La iniciativa se produce en medio de la crisis sectorial que viene atravesando la actividad
lechera en su conjunto (productores, tamberos, transportistas, pequeñas usinas lecheras)
en el marco del aumento de sus costos operativos no trasladables a los precios, los bajos
precios pagados por las grandes cadenas lácteas y la caída del consumo de leche en el
mercado interno que también golpea crecientemente la actividad.

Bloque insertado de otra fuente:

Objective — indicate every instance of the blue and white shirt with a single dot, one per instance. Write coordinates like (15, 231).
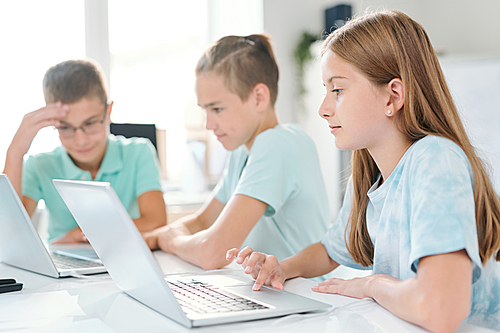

En este contexto el gobierno de Alberto Rodríguez Saá tomó la decisión de realizar un
salvataje a los productores lecheros, en acuerdo con la empresa Montebianco que será la
encargada de la industrialización. La iniciativa apunta a industrializar dentro de la
provincia la leche cruda (hasta ahora la leche puntana se industrializa en Córdoda) y por
otro lado a abaratar el precio en góndola de un producto esencial para la alimentación de
todas las familias (lácteos San Luis saldría solo $15,50 contra $23 de las marcas líderes).
Luego se propone el desarrollo de otros derivados lácteos: quesos, yogures, leche
chocolatadas.
Es necesario tener presente que esta propuesta no solamente hace frente a la crisis de la
industria láctea, sino que también plantea el debate de la diferencia entre el precio pagado
al productor y lo que abona el consumidor. En el caso de la propuesta puntana, lo que
pagaría el consumidor, representa casi un 35% menos que en el caso de las marcas
líderes, facilitando el acceso a dicho producto gracias a la fuerte presencia del estado.
Esta noticia permite algunas reflexiones sobre las producciones mixtas, con participación
estatal y participación privada de bienes destinados a la venta en mercado local.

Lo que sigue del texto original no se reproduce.